Comprendre la trilogie de Pakula, c’est avant tout saisir l’arrière-plan politique qui le sous-tend. Sorte de bio-pic avant l’heure, Les Hommes du président retrace l’enquête des deux jeunes journalistes du Washington Post qui a mise au jour tout le système d’espionnage organisé par le comité de réélection du parti conservateur américain. À cause d’un assassinat retrace l’enquête menée par un journaliste sur le meurtre d’un homme politique : on y découvre l’existence d’une organisation qui recrute et forme des assassins à partir de tests de psychologie et de conditionnement par l’image. Ce film rappelle d’ailleurs les circonstances obscures de l’assassinat de Kennedy. Il émerge de ces deux films une remise en question de l’intégrité des hommes de pouvoirs et plus généralement du pouvoir. L’assassinat de Kennedy, la débâcle de la guerre du Vietnam (ainsi que la vaste campagne de désinformation associée à cette guerre) et le scandale du Watergate ont certes bouleversé les valeurs d’un Amérique sûre d’elle, mais eurent également un impact sur le cinéma américain des années 1970. Non seulement le cinéma américain devait s’affirmer esthétiquement en trouvant sa propre identité, mais il ne pouvait plus occulter ce qui se passait au sommet de l’état. Ainsi sont nés les chefs d’œuvre que sont Les Trois Jours du Condor (1975) de Sydney Pollack ou Conversation secrète (1974) du jeune Francis Ford Coppola. Si la trilogie de Pakula est moins connue que ces deux films, elle offre une exploration plus profonde et peut-être plus aboutie de la problématique du complot et de la paranoïa.
L’art du puzzle
À l’origine des trois films réside un geste apparemment simple à comprendre : une disparition dans Klute, un meurtre dont l’assassin est vite identifié dans À cause d’un assassinat ou encore un cambriolage apparemment anodin dans Les Hommes du président. C’est à cause de cette apparente simplicité que l’on donne, dans les deux derniers films, à de jeunes journalistes, sans expérience, le soin de couvrir les événements. Du point de vue scénaristique, cette manière d’aborder le film permet au spectateur de s’identifier facilement aux jeunes héros : nous en savons autant qu’eux et découvrons, comme eux, la complexité d’une vérité qui se construit devant nous. C’est parce que l’événement, aussi anodin soit-il, ne fait pas tout à fait sens que l’enquête se met en marche. Elle prend dans les trois films la forme d’une quête herméneutique où il faut donner du sens aux événements, aux actes. De fil en aiguille, chaque mystère en cache un autre, sous-jacent, plus profond. Dans À cause d’un assassinat, le meurtre d’un homme politique par un assassin clairement identifié mène à la découverte d’un complot plus large, ourdi par une société qui recrute des assassins potentiels.
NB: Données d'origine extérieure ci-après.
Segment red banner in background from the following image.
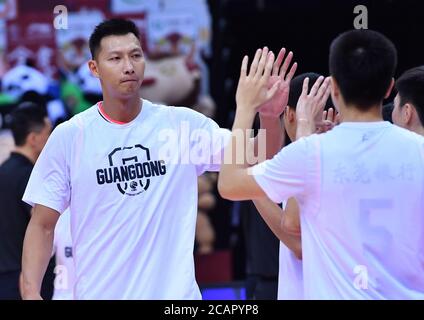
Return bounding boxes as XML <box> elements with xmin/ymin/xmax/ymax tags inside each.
<box><xmin>6</xmin><ymin>13</ymin><xmax>57</xmax><ymax>79</ymax></box>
L’élément déclencheur prend de l’ampleur et renforce le suspense, qui croît notamment grâce à la profusion de non-dits et de faits suggérés, à peine esquissés, laissant le spectateur dans une position circonspecte, voire suspicieuse. Est-ce vraiment possible ? Et surtout, qu’est-ce que cela veut dire ? Le non-dit est alors un ressort du suspense car il nous porte à imaginer les implications possibles du raisonnement des enquêteurs, en même temps qu’eux. Comme le dit Bob Woodward à « Gorge Profonde » dans Les Hommes du président : « Tout ce que nous avons sont des pièces d’un puzzle, mais nous ne parvenons pas à savoir à quoi ce puzzle doit ressembler.» Dans chaque film, les pièces du puzzle nous sont données dans le désordre, toujours partielles, mais suffisamment claires pour que nous ne perdions pas le fil de l’intrigue. Le spectateur est donc particulièrement sollicité, puisque c’est à lui d’accompagner les enquêteurs.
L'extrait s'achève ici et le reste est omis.